Fiera Milano – Migliora la marginalità nel 2018, torna il dividendo a 0,13 euro

Il Cda di Fiera Milano ha approvato i conti del 2018, chiuso con ricavi per 247,2 milioni (-3,6% a/a). I dati del 2017 sono stati ri-esposti ai fini dell’applicazione del nuovo principio contabile IFRS 15 entrato in vigore il 1° gennaio 2018.

I minori ricavi consolidati nel periodo sono principalmente riconducibili a servizi di destination management per il Congresso ERS presenti nel 2017 e al calendario fieristico meno favorevole. Ricordiamo infatti che nel precedente esercizio Fiera Milano aveva ospitato le manifestazioni biennali direttamente organizzate “Host” e “Tuttofood”. Effetto in parte compensato dai ricavi derivanti dall’evento “The Innovation Alliance”.

Nel 2018 si sono tenute complessivamente 51 manifestazioni nei quartieri fieramilano e fieramilanocity e 1 manifestazione fuori quartiere, insieme a 44 eventi congressuali con annessa area espositiva. I metri quadrati netti espositivi sono risultati pari a 1.505.380 (1.517.205 nel 2017) e il numero degli espositori a 27.865 (27.785 nel 2017).

Fiera Milano ha inoltre organizzato 27 manifestazioni all’estero. I metri quadrati espositivi si sono attestati a 466.795 (426.745) mentre gli espositori sono stati 7.750 (8.685 nel 2017).

Il breakdown dei ricavi (ante elisioni per scambi tra settori) evidenzia la seguente ripartizione:

  • settore attività fieristiche italia 200,3 milioni (206,4 milioni nel 2017);
  • settore attività fieristiche estero 7,8 milioni (5,1 milioni nel 2017);
  • settore media 11,3 milioni (10,8 milioni nel 2017);
  • settore congressi 37,7 milioni (46,2 milioni nel 2017);

A livello di margini operativi, il gruppo guidato da Fabrizio Curci ha registrato un Ebitda di 31,9 milioni, in progresso del 111,6% rispetto al pari periodo di confronto, con un balzo della redditività dal 5,9% al 12,9% (31,7 mln Ebitda adjusted 2018 vs 18,3 mln Ebitda adj 2017).
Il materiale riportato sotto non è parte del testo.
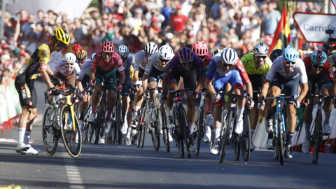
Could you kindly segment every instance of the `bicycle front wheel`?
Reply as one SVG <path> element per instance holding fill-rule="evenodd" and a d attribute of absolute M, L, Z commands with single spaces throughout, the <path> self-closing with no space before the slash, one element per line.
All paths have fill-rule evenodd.
<path fill-rule="evenodd" d="M 320 144 L 322 141 L 322 113 L 318 110 L 317 116 L 316 118 L 315 127 L 313 134 L 313 163 L 317 164 L 318 159 L 318 153 L 320 151 Z"/>
<path fill-rule="evenodd" d="M 74 115 L 75 119 L 72 120 L 72 125 L 69 122 L 71 112 L 70 106 L 63 106 L 61 111 L 60 127 L 65 148 L 71 157 L 76 158 L 82 150 L 82 140 L 77 116 Z"/>
<path fill-rule="evenodd" d="M 56 110 L 53 106 L 47 105 L 43 113 L 42 137 L 44 148 L 49 155 L 52 155 L 57 148 L 59 138 L 59 127 L 57 127 Z"/>

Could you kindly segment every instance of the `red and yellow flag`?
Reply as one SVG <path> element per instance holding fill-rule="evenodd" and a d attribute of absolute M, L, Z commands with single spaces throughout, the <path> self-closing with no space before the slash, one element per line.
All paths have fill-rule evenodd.
<path fill-rule="evenodd" d="M 272 44 L 270 46 L 270 55 L 274 49 L 284 49 L 292 41 L 290 29 L 289 28 L 288 18 L 287 18 L 287 8 L 285 6 L 281 13 L 281 19 L 278 23 Z"/>

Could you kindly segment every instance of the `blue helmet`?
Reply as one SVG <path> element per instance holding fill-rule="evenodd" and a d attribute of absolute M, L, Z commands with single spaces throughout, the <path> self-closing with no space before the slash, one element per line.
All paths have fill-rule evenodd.
<path fill-rule="evenodd" d="M 90 60 L 91 61 L 91 64 L 92 64 L 93 57 L 94 57 L 95 55 L 96 55 L 96 52 L 93 53 L 93 54 L 91 55 L 91 57 L 90 57 Z"/>
<path fill-rule="evenodd" d="M 282 58 L 286 62 L 295 62 L 299 58 L 299 52 L 295 48 L 286 48 L 282 51 Z"/>
<path fill-rule="evenodd" d="M 327 62 L 327 54 L 322 50 L 316 50 L 310 55 L 312 62 L 317 64 L 324 64 Z"/>

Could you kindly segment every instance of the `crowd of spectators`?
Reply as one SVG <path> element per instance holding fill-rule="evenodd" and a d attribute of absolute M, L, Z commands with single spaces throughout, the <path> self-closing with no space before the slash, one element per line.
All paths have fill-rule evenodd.
<path fill-rule="evenodd" d="M 63 52 L 79 43 L 90 56 L 106 40 L 116 47 L 126 45 L 132 53 L 143 50 L 148 42 L 159 47 L 169 44 L 176 52 L 200 40 L 206 42 L 210 52 L 231 47 L 241 57 L 256 43 L 270 45 L 281 19 L 276 0 L 105 0 L 103 4 L 102 15 L 98 8 L 91 7 L 74 20 L 68 19 L 66 13 L 51 10 L 5 13 L 0 83 L 15 77 L 32 51 L 50 41 L 57 27 L 71 36 L 71 45 Z M 297 10 L 320 12 L 320 7 L 299 2 Z"/>

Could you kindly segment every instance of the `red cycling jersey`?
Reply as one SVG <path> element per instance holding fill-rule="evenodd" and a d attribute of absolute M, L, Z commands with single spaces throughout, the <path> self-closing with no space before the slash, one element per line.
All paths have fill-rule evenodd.
<path fill-rule="evenodd" d="M 91 66 L 93 73 L 96 72 L 97 66 L 99 66 L 101 69 L 106 72 L 111 71 L 118 67 L 118 71 L 119 71 L 120 74 L 124 73 L 122 61 L 117 52 L 113 52 L 112 57 L 108 62 L 104 61 L 102 51 L 97 53 L 94 57 L 93 57 L 92 66 Z"/>
<path fill-rule="evenodd" d="M 332 69 L 331 68 L 330 64 L 329 62 L 326 62 L 324 63 L 323 68 L 321 70 L 319 74 L 315 74 L 313 71 L 313 62 L 310 59 L 310 55 L 312 54 L 307 55 L 303 57 L 303 62 L 304 62 L 304 66 L 306 67 L 306 72 L 307 75 L 313 75 L 313 74 L 326 74 L 329 80 L 332 83 L 335 83 L 336 81 L 336 78 L 335 77 L 334 72 L 332 71 Z"/>

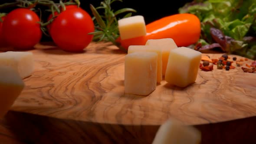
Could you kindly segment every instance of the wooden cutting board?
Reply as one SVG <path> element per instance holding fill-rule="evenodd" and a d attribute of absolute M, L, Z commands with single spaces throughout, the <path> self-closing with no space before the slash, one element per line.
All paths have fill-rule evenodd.
<path fill-rule="evenodd" d="M 126 54 L 108 43 L 92 43 L 85 49 L 82 53 L 54 48 L 30 50 L 35 70 L 24 80 L 26 86 L 12 110 L 129 125 L 160 125 L 170 118 L 198 124 L 256 115 L 256 73 L 244 72 L 241 67 L 200 70 L 196 82 L 184 88 L 164 79 L 148 96 L 126 95 Z M 222 54 L 203 55 L 218 59 Z"/>

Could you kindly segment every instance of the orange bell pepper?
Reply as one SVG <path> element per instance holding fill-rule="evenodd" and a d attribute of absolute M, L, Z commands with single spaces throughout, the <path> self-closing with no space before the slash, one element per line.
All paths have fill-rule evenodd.
<path fill-rule="evenodd" d="M 178 47 L 187 46 L 195 43 L 200 39 L 200 20 L 195 15 L 178 13 L 164 17 L 146 25 L 146 36 L 117 42 L 128 49 L 131 45 L 144 45 L 148 39 L 172 38 Z"/>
Il breakdown dell’Ebitda dei diversi settori (ante elisioni per scambi tra settori) presenta la seguente suddivisione:

  • settore attività fieristiche italia 23,8 milioni (11,5 mln nel 2017);
  • settore attività fieristiche estero 3,7 milioni (0,1 mln nel 2017);
  • settore media 0,6 milioni (0,4 mln nel 2017);
  • settore congressi 3,8 milioni (3 mln nel 2017);

Nel 2018 l’Ebitda ha superato la previsione di 28-30 milioni, comunicata al mercato in occasione dell’approvazione dei risultati del terzo trimestre 2018, grazie all’ottima performance del business fieristico e alle azioni di razionalizzazione dei costi.

L’Ebit si è attestato a 25,1 milioni contro i 5,4 milioni del 2017, con il relativo margine salito al 10,1% (precedentemente 2,1%). Il forte miglioramento riflette l’andamento dell’Ebitda e i minori ammortamenti e rettifiche di valore a seguito dei test di impairment.

Il conto economico del gruppo si è chiuso infine con un utile netto di 18,8 milioni, in forte aumento rispetto ai 1,6 milioni del precedente esercizio.

Dal lato patrimoniale, al 31 dicembre 2018 la posizione finanziaria netta risultava positiva per 23,7 milioni contro un debito netto di 0,8 milioni a fine 2017. Il miglioramento della posizione finanziaria netta ha superato di 15-20 milioni quanto comunicato precedentemente al mercato per effetto del cash flow positivo generato dall’attività operativa. Il Cda proporrà agli azionisti la distribuzione di un dividendo di 0,13 euro. Un ritorno al dividendo per la società che non distribuiva utili dall’esercizio 2011.

Per quanto riguarda l’outlook, la società ha rivisto al rialzo il target dell’Ebitda per il 2019 dai 31-33 precedentemente comunicati a 36-40 milioni. Alla luce dell’entrata in vigore dell’IFRS 16, l’Ebitda target prevede un range di 84-88 milioni. A decorrere del 1° gennaio 2019, la società applicherà infatti il nuovo principio contabile che produrrà effetti positivi sull’Ebitda per 48 milioni e sulla posizione finanziaria netta per 523 milioni.